The whole idea of people producing their own energy and selling it back to a utility company forces a rethinking of the traditional power system in America, Elder said.

"This dynamic makes what Gundersen achieved even more impressive," she said.

And while some companies like Gundersen are making the leap, most business leaders want certainty.

"The field of renewable energy is rapidly changing," Elder said. There is lots of ambivalence in Wisconsin, especially toward wind."

Rich agreed.

"It is like going to the moon," Rich said. "The realization of what we are doing is a bit daunting at times."

Elder said the question that will need to be answered in the coming years is how to explore new ways of producing electricity that allow major producers like utilities to continue to make a profit to support the power system.

"Right now, we expect to flip a switch at any time of the day and get power.

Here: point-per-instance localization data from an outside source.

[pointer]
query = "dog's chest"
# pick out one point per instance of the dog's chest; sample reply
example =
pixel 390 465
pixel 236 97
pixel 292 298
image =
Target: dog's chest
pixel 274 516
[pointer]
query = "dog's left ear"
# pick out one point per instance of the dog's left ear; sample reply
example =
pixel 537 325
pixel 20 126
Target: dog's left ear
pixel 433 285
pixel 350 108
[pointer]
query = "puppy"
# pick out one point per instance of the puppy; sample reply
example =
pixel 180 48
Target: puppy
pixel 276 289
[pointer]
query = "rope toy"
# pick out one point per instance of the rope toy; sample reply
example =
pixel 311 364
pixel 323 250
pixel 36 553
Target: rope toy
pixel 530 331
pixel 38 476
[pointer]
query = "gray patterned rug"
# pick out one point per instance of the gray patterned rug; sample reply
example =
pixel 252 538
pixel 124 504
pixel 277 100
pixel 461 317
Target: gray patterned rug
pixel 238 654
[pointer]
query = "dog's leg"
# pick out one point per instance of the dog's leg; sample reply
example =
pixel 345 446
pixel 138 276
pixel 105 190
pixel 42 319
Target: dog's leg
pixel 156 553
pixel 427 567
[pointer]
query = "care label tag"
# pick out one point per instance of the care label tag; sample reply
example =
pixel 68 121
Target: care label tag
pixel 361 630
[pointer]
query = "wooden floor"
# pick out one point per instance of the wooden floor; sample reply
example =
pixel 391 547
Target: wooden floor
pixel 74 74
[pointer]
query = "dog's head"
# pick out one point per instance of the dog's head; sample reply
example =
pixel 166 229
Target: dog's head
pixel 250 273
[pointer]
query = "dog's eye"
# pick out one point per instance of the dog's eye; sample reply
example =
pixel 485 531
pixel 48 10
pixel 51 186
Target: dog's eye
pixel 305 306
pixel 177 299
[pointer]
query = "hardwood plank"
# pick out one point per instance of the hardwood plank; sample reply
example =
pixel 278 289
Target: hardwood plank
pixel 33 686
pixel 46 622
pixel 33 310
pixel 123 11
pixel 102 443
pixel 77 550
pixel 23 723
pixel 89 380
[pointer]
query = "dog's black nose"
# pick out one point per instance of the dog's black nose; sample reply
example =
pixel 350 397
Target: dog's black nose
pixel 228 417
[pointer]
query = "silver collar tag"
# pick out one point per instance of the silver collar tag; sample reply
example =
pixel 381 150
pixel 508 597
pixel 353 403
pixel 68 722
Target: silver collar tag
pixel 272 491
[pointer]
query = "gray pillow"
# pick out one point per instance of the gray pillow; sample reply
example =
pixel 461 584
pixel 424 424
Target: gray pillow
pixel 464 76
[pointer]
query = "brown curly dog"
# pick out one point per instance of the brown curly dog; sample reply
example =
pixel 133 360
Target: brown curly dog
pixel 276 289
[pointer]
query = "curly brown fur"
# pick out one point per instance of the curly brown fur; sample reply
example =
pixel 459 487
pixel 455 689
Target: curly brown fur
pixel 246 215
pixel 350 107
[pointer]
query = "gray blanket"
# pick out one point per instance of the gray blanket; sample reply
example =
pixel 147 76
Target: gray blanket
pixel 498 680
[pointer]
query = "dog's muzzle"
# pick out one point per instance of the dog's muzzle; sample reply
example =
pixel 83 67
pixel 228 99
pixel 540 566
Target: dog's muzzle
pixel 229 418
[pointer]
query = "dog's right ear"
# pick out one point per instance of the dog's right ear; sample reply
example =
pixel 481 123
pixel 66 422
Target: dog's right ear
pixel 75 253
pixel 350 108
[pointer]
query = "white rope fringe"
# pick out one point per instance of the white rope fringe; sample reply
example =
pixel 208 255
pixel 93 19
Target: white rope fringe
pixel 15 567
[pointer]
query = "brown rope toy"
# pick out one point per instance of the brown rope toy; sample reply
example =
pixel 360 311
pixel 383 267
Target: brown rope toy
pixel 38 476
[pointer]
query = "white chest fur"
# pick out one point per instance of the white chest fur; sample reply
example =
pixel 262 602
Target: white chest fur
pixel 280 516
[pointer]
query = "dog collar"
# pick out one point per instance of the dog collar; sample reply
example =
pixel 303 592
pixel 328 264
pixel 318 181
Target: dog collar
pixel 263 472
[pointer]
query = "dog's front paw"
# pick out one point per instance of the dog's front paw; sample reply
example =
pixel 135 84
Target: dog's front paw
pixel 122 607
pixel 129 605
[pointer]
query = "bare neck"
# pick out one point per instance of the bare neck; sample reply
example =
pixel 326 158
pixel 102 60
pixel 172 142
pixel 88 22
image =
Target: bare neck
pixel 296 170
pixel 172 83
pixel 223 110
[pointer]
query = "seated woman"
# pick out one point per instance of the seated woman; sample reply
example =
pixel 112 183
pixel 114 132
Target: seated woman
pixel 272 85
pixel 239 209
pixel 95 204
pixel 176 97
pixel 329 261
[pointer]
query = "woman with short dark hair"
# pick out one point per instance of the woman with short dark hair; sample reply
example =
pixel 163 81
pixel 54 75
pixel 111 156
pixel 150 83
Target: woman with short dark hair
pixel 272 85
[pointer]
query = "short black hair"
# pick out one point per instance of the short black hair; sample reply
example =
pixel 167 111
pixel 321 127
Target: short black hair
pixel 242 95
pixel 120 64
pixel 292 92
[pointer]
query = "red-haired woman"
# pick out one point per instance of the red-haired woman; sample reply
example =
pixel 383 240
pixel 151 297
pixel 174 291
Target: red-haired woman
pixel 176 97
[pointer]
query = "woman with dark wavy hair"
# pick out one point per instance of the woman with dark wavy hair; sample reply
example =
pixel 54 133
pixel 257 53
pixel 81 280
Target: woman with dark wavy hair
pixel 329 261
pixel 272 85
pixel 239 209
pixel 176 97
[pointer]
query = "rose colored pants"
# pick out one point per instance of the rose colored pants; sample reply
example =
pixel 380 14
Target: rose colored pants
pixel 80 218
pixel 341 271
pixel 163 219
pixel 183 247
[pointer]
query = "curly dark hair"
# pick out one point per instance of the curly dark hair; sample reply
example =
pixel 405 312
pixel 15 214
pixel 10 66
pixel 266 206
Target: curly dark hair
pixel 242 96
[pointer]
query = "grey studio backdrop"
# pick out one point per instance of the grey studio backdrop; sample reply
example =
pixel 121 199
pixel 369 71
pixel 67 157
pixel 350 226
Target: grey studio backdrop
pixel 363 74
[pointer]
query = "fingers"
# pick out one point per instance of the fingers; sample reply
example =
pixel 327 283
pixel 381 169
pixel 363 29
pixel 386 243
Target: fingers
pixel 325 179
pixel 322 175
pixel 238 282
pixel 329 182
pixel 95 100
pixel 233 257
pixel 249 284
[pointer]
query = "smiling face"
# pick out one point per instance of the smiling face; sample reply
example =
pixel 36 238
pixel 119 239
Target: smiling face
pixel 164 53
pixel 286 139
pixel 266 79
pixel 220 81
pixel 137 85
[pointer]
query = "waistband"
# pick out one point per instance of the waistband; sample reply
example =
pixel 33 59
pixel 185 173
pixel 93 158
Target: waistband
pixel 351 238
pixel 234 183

This base load power is the big stuff that keeps the power system running day and night," Elder said. "In Wisconsin, most of that base power comes from coal because you can burn it 24 hours a day. The question, and part of the complexity, is how do we integrate renewable, wind, solar and biomass, into this existing system."

She said Gundersen and others are showing it is possible, but many of the government programs that helped make their efforts achievable are no longer available. Some, for example, were part of the federal stimulus package and others were part of a Wisconsin program that is set to expire in 2015.

"Gundersen was bold. They used federal and state money to drive the changes they made," Elder said. "Anyone that looks at businesses in the vanguard of energy efficiency would put Gundersen in a leadership role."